JurnalLugas.Com — Badan Gizi Nasional (BGN) mengambil langkah tegas dengan membekukan sementara operasional Satuan Pelayanan Pemenuhan Gizi (SPPG) Ranca Bungur Bantarjaya 2 di Kabupaten Bogor sejak 18 Maret 2026. Sanksi ini dijatuhkan setelah ditemukan praktik penggunaan area masjid untuk proses pembilasan bahan makanan tanpa izin resmi.
Temuan tersebut dinilai sebagai pelanggaran serius karena tidak hanya menyimpang dari standar operasional, tetapi juga mengganggu fungsi fasilitas ibadah yang semestinya dijaga kebersihan dan kesuciannya. BGN menegaskan bahwa setiap aktivitas produksi pangan wajib dilakukan di tempat yang telah ditetapkan dan memenuhi standar higienitas.
Wakil Kepala BGN, Nanik S. Deyang, menyampaikan bahwa tindakan tersebut tidak dapat dibenarkan dalam pelaksanaan program Makan Bergizi Gratis (MBG). Ia menekankan pentingnya disiplin dalam menjalankan prosedur.
“Setiap proses harus berada di jalur yang benar, baik dari sisi kebersihan maupun pemanfaatan fasilitas,” ujarnya singkat.

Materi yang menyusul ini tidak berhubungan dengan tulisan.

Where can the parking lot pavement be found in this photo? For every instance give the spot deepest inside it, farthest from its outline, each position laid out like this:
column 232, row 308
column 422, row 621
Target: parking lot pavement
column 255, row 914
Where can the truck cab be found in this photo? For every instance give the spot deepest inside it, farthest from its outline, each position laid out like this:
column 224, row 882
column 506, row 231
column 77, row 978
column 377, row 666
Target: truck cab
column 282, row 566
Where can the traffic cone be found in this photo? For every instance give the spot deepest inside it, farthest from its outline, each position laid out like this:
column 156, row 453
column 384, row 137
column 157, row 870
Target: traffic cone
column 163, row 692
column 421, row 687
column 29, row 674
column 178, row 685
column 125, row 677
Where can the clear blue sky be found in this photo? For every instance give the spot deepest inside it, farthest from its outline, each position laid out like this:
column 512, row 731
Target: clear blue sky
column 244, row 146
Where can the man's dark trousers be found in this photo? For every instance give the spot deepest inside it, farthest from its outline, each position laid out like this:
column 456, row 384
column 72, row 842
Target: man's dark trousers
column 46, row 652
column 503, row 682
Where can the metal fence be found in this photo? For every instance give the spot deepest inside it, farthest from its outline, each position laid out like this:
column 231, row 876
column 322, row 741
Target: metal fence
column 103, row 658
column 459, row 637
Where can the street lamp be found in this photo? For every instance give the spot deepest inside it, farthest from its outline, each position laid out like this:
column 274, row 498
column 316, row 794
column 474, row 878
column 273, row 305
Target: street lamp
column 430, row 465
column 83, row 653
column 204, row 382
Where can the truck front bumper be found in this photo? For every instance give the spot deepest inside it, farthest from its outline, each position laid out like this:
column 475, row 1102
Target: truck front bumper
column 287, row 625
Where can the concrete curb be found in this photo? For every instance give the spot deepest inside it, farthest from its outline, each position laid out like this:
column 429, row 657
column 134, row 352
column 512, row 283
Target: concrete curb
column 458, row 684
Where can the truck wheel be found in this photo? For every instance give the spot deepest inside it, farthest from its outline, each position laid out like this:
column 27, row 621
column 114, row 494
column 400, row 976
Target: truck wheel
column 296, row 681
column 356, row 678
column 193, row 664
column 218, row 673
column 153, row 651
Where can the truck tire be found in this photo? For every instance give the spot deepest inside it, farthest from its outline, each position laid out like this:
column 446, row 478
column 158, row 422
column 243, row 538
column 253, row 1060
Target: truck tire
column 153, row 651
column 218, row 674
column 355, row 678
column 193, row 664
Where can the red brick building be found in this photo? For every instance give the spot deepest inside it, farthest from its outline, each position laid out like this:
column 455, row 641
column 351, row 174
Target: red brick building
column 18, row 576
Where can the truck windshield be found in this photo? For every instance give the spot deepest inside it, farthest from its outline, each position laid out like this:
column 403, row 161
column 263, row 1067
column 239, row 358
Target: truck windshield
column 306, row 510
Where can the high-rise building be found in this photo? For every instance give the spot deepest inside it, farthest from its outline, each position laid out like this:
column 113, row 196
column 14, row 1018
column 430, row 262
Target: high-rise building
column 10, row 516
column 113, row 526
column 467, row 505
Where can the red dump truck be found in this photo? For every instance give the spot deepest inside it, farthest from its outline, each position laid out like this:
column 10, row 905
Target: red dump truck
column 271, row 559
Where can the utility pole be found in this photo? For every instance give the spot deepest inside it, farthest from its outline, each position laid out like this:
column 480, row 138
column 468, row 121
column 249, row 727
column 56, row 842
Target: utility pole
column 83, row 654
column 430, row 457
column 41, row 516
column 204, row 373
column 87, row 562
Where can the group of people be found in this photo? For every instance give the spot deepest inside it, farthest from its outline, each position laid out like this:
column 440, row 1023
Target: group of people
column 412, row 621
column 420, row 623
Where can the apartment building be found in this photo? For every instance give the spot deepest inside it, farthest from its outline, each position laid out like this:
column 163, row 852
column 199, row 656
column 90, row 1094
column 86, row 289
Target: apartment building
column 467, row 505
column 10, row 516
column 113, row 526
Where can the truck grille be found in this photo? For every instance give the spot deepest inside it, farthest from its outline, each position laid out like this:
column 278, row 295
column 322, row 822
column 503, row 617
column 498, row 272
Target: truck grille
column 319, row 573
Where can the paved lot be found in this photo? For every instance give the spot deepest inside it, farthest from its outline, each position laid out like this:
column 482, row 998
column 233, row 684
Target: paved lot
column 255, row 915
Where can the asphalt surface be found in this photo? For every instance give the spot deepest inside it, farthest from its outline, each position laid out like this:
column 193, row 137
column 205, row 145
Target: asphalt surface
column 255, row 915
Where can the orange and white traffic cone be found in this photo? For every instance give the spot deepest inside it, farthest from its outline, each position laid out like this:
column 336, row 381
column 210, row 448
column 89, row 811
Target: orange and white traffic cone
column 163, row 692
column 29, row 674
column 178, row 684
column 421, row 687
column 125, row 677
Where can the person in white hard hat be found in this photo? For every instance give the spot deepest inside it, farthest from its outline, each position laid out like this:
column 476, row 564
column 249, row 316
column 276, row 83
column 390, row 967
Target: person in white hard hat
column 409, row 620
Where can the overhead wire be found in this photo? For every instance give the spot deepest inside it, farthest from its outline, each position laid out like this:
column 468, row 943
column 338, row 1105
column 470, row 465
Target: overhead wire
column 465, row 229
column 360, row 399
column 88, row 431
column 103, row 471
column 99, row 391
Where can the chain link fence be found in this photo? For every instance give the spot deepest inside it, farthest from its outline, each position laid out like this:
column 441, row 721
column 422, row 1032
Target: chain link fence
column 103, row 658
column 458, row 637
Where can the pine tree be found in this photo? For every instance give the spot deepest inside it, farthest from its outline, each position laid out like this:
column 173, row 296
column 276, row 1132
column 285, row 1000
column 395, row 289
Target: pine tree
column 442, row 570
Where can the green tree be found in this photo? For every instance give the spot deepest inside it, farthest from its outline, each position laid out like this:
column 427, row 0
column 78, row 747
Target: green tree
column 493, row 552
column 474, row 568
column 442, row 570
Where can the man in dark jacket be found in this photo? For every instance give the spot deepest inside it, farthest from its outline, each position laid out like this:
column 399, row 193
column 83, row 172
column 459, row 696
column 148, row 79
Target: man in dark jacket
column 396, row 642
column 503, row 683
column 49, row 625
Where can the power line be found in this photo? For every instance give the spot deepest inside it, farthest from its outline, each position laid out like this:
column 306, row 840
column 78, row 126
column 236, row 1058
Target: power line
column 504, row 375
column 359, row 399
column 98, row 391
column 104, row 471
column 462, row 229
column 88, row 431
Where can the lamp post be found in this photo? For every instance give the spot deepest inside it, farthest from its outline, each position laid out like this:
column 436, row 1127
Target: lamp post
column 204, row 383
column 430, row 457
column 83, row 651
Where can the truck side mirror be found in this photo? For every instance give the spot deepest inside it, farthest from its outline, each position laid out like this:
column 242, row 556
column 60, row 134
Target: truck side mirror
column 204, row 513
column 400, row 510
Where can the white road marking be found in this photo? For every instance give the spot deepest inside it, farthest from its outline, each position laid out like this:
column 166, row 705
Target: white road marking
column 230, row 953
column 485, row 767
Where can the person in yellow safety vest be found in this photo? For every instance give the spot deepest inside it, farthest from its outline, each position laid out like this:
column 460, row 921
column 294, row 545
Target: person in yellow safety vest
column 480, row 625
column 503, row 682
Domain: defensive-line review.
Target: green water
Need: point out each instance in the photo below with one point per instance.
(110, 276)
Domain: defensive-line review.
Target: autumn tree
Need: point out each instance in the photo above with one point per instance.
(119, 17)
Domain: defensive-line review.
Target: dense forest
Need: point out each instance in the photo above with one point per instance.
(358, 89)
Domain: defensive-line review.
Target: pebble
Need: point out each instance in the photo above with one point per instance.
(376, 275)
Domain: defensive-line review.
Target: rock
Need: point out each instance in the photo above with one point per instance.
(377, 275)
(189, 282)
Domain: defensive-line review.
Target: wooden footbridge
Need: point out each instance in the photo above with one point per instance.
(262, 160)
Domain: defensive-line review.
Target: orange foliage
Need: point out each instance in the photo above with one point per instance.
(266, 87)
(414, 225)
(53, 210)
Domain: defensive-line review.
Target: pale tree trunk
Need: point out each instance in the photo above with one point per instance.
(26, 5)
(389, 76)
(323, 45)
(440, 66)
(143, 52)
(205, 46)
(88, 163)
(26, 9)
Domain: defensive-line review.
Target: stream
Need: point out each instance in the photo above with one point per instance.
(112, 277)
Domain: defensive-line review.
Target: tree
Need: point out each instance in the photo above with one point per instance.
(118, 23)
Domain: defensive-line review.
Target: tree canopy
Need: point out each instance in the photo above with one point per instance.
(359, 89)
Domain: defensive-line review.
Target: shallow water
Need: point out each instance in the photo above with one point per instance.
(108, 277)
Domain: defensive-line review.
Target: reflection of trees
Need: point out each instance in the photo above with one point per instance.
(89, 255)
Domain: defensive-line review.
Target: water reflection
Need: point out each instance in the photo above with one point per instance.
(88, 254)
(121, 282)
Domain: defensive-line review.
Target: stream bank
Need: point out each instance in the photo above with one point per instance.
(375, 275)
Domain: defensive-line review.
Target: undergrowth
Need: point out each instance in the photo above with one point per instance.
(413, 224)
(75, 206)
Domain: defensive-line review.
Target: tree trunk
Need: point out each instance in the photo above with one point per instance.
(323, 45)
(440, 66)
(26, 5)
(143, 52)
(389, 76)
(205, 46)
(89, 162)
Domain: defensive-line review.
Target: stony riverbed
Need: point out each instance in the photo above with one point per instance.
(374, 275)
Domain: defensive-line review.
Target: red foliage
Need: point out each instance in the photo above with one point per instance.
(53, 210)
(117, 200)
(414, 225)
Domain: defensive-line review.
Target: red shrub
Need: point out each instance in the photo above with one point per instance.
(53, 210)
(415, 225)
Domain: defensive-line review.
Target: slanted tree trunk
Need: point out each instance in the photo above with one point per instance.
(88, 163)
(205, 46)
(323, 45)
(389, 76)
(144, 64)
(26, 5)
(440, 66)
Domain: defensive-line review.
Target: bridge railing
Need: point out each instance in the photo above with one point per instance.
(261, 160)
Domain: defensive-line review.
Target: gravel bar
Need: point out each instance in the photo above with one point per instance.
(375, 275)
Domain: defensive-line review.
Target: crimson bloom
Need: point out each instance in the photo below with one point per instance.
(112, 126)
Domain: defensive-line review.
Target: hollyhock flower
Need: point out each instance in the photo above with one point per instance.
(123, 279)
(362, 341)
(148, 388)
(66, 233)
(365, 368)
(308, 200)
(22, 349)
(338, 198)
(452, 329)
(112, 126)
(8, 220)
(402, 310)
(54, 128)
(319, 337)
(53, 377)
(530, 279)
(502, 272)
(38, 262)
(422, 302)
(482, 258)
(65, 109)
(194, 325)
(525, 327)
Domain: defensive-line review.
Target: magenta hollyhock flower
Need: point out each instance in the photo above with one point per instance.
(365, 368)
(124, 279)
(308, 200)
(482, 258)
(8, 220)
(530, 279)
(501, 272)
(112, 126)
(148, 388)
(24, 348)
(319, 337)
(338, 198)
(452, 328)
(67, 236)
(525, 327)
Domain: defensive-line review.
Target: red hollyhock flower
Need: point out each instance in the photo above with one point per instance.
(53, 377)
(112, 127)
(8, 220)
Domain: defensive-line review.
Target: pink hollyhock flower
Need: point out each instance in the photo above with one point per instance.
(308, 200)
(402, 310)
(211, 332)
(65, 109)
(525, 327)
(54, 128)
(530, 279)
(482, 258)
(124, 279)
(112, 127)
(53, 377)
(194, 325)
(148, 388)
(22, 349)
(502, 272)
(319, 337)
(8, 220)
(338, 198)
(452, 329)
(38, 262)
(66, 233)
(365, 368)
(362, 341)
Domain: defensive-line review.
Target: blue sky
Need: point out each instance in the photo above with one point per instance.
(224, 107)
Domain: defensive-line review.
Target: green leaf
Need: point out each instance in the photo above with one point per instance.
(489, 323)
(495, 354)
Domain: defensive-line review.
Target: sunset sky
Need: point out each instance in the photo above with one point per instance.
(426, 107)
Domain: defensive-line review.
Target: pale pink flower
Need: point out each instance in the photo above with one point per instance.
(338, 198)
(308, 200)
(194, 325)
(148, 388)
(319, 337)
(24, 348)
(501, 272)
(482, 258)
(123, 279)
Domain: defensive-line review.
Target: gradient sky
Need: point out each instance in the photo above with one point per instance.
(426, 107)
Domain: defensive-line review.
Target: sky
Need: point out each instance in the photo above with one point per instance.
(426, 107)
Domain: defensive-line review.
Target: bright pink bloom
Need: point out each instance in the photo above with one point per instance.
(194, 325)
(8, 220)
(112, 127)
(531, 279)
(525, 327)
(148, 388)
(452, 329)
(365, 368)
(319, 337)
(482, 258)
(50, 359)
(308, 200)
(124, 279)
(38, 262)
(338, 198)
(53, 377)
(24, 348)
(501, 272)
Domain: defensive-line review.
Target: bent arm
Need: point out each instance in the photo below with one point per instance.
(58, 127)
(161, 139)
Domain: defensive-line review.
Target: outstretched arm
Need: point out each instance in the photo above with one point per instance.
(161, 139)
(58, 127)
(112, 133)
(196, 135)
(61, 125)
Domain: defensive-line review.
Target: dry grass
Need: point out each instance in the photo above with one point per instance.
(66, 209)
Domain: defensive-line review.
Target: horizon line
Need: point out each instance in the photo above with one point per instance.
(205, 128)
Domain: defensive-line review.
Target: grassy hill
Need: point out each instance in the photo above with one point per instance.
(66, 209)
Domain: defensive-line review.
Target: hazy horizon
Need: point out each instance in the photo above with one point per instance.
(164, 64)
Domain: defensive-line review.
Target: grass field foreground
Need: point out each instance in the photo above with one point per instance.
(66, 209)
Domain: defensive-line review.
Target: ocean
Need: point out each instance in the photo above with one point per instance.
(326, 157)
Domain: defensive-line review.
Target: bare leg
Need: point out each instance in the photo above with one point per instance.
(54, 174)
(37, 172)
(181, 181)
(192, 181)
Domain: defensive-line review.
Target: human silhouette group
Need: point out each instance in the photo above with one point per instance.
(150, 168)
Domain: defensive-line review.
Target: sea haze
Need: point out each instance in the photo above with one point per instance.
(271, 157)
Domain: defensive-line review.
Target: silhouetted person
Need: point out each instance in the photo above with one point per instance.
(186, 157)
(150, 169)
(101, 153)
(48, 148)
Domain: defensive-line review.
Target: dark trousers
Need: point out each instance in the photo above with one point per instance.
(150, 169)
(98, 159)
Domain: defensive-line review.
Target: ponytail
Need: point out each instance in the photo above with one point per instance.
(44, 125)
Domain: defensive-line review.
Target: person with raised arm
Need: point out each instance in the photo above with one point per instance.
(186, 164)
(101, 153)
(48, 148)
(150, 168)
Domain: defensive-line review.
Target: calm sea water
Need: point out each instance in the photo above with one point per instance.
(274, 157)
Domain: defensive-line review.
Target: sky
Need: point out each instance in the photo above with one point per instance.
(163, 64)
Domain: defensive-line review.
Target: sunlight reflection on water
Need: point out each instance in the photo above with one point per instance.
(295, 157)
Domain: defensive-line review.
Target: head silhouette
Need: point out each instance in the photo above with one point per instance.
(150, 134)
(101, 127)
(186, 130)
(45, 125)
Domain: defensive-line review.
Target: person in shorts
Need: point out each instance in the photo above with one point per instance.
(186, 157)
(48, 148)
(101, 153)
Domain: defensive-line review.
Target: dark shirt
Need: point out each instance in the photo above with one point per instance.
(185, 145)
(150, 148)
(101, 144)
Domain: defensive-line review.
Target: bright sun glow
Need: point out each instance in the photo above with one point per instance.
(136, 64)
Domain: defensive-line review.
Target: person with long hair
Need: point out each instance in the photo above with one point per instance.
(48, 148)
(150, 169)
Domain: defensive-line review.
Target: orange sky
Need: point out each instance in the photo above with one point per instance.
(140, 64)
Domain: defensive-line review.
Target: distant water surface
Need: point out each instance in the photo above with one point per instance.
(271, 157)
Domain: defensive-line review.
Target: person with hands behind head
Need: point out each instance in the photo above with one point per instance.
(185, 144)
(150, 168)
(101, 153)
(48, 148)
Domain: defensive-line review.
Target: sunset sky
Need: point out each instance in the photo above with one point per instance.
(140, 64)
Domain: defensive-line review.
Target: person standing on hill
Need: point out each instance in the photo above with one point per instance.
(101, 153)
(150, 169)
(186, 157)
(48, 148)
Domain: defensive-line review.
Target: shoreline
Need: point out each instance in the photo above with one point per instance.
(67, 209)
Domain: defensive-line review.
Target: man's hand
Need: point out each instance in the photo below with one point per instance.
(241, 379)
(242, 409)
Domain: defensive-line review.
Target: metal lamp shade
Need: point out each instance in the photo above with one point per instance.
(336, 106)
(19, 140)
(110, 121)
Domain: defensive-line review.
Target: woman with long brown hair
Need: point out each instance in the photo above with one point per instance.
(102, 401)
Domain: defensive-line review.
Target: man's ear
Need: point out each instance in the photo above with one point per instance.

Keputusan penghentian operasional ini mengacu pada Keputusan Kepala BGN Nomor 401.1 Tahun 2025 terkait petunjuk teknis penyelenggaraan MBG Tahun Anggaran 2026. Selain itu, laporan dari Koordinator Wilayah Kabupaten Bogor turut menjadi dasar evaluasi dan penindakan terhadap unit layanan tersebut.
BGN menjelaskan bahwa langkah ini merupakan bagian dari upaya menjaga kualitas layanan, terutama dalam aspek keamanan pangan dan mutu gizi. Standar yang telah ditetapkan tidak boleh dilanggar karena berkaitan langsung dengan kesehatan masyarakat penerima manfaat.
Selama masa pembekuan, pengelola SPPG diwajibkan melakukan perbaikan terhadap fasilitas produksi serta melengkapi seluruh dokumen administrasi yang dibutuhkan. Seluruh hasil perbaikan akan diverifikasi oleh Direktorat Pemantauan dan Pengawasan Wilayah II sebelum operasional dapat kembali dijalankan.
BGN memastikan proses evaluasi dilakukan secara ketat dan objektif. Operasional hanya akan dibuka kembali jika seluruh persyaratan telah dipenuhi sesuai standar yang berlaku.
Lebih lanjut, Nanik mengingatkan seluruh penyelenggara SPPG di berbagai daerah untuk menjadikan kasus ini sebagai peringatan. Ia menilai kepatuhan terhadap aturan menjadi kunci utama keberhasilan program MBG.
Menurutnya, menjaga kualitas layanan bukan hanya soal memenuhi target distribusi, tetapi juga memastikan setiap tahapan berjalan sesuai prosedur yang telah ditetapkan.
Langkah tegas ini menunjukkan komitmen BGN dalam menjaga integritas program nasional serta memastikan masyarakat menerima layanan gizi yang aman, bersih, dan berkualitas.